Bürgergemeinschaft Solingen warnt vor Lohnkürzungen im Städtischen Klinikum
Lea HartmannBürgergemeinschaft Solingen warnt vor Lohnkürzungen im Städtischen Klinikum
Die Bürgergemeinschaft für Solingen (BfS) hat jüngste Entscheidungen zur Kürzung der Löhne von Krankenhausmitarbeitern scharf kritisiert. Die Gruppe argumentiert, dass weitere Gehaltskürzungen die wirtschaftlichen Probleme des Städtischen Klinikums Solingen nicht lösen werden. Vielmehr schadeten solche Maßnahmen den Beschäftigten und untergrüben die Werte des öffentlichen Dienstes, so die BfS-Mitglieder.
Die BfS lehnt Versuche, durch Lohnkürzungen die finanziellen Schwierigkeiten des Krankenhauses zu bewältigen, entschieden ab.

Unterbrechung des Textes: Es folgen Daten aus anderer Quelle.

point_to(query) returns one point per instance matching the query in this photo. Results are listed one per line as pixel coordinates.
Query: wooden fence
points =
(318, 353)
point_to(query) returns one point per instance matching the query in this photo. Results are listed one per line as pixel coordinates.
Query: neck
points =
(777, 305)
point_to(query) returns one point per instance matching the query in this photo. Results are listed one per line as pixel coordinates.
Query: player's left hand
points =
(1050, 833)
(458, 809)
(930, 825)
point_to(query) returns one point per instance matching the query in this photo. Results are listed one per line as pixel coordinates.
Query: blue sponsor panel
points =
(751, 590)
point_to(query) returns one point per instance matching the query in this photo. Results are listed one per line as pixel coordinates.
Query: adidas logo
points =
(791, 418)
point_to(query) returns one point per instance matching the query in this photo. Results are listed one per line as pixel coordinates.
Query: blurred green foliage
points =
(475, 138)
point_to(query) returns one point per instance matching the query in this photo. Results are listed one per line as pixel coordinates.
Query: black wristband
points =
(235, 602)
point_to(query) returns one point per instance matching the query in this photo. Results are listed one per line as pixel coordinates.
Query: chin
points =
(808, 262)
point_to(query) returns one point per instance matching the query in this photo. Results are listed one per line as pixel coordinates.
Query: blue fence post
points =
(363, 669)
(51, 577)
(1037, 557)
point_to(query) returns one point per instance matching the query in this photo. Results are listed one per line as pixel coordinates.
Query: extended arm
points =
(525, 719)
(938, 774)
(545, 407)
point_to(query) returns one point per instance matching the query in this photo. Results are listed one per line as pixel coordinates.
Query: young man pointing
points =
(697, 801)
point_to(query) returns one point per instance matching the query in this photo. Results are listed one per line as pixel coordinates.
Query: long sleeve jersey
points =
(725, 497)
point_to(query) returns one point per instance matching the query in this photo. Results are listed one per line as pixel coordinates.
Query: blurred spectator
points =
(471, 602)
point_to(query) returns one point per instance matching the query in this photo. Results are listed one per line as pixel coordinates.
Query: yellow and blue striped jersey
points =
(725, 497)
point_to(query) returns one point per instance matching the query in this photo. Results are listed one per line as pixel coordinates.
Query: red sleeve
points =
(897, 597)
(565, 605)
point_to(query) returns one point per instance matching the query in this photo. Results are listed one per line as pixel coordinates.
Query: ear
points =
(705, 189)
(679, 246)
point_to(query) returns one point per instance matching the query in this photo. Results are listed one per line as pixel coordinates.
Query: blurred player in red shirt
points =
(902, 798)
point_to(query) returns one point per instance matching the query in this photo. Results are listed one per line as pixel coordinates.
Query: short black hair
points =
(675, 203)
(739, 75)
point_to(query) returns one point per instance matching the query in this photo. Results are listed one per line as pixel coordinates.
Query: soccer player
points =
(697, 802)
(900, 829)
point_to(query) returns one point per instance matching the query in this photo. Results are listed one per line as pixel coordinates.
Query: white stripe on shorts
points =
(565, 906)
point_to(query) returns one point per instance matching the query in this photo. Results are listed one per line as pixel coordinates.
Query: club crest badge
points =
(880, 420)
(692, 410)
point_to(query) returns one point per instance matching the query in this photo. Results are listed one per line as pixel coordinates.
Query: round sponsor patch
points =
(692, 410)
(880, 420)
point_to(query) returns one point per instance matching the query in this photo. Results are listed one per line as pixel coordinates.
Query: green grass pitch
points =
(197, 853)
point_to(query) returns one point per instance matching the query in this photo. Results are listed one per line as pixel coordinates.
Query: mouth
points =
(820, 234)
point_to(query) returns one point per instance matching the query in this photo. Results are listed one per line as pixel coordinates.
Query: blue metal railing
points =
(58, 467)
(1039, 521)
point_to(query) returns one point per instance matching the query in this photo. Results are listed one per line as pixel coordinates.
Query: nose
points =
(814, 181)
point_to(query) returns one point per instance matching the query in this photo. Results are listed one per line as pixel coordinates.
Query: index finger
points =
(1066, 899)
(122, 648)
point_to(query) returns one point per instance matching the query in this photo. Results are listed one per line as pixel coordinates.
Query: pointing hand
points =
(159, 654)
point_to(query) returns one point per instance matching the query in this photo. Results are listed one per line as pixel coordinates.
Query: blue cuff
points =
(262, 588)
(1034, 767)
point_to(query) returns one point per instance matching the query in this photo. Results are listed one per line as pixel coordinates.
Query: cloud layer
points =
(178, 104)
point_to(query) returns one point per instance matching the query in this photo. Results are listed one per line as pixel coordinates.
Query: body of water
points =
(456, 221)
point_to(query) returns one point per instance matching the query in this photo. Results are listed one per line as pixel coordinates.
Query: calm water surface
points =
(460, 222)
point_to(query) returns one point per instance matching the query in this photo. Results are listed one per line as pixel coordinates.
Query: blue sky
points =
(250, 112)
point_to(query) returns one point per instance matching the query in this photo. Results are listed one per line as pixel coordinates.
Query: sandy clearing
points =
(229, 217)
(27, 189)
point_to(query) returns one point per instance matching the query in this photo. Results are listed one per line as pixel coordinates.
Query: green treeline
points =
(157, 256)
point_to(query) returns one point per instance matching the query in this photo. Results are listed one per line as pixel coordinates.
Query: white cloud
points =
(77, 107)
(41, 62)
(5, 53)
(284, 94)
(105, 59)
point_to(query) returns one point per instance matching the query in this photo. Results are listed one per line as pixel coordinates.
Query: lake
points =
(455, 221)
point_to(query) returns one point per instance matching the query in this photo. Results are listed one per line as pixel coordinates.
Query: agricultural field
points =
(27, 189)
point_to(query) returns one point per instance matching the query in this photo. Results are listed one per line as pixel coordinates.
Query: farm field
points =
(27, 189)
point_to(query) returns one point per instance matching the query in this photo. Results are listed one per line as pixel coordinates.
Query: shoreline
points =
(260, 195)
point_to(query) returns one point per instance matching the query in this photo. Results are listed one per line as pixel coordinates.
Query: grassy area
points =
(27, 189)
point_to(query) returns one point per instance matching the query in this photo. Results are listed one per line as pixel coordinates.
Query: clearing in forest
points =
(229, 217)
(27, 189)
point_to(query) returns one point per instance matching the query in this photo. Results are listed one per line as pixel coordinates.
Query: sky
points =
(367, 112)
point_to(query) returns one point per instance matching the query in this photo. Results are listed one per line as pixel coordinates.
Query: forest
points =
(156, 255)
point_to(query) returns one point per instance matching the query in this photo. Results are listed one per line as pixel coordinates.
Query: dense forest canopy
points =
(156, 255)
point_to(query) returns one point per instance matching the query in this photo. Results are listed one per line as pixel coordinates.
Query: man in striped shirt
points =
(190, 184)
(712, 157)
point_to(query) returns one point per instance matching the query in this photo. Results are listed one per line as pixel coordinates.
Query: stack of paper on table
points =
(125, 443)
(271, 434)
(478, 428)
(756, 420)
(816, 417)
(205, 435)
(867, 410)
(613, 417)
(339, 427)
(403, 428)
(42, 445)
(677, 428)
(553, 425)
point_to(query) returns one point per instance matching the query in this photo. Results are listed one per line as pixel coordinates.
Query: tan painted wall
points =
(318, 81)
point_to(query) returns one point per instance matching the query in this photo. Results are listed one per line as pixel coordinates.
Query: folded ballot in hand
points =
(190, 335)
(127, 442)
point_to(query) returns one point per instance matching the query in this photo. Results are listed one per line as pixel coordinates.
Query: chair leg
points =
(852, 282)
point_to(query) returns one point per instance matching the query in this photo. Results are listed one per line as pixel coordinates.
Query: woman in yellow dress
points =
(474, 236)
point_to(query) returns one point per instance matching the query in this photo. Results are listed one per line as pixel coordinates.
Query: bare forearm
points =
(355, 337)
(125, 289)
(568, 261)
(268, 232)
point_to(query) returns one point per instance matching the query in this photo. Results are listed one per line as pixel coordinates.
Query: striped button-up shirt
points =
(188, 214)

Martin Bender, Sprecher der Organisation, bezeichnete das Vorgehen der Klinikleitung als „direkte Bedrohung für stabile Arbeits- und Lebensbedingungen“. Die Maßnahmen stünden im Widerspruch zu den grundlegenden Prinzipien der BfS, betonte er.
Jan Salewski von der BfS forderte, dass Verhandlungen über die Gehälter öffentlich und transparent geführt werden müssen. Die BfS wirft der CDU, FDP und SPD vor, die Diskussionen hinter verschlossenen Türen zu führen. Damit hätten die Parteien die Verantwortung für die Interessen der Beschäftigten an die BfS und die Grünen abgeschoben.
Die BfS bezeichnete den Umgang des Krankenhauses mit der Bindung und Gewinnung von Fachkräften als „beinahe zynisch“. Während Mitarbeiter in Krankenhäusern unverzichtbare Arbeit leisteten, spiegle ihr Lohn nicht den tatsächlichen Wert dieser Tätigkeit wider, kritisierte die Gruppe.
Die gewählten Vertreter von CDU, FDP und SPD könnten sich in dieser Frage nicht länger als Sachwalter der Arbeitnehmerinteressen darstellen, so die BfS. Die Organisation pocht auf Transparenz und Fairness. Lohnkürzungen würden die ohnehin schon großen Herausforderungen für das Krankenhauspersonal und die gesamte Gemeinschaft nur noch verschärfen.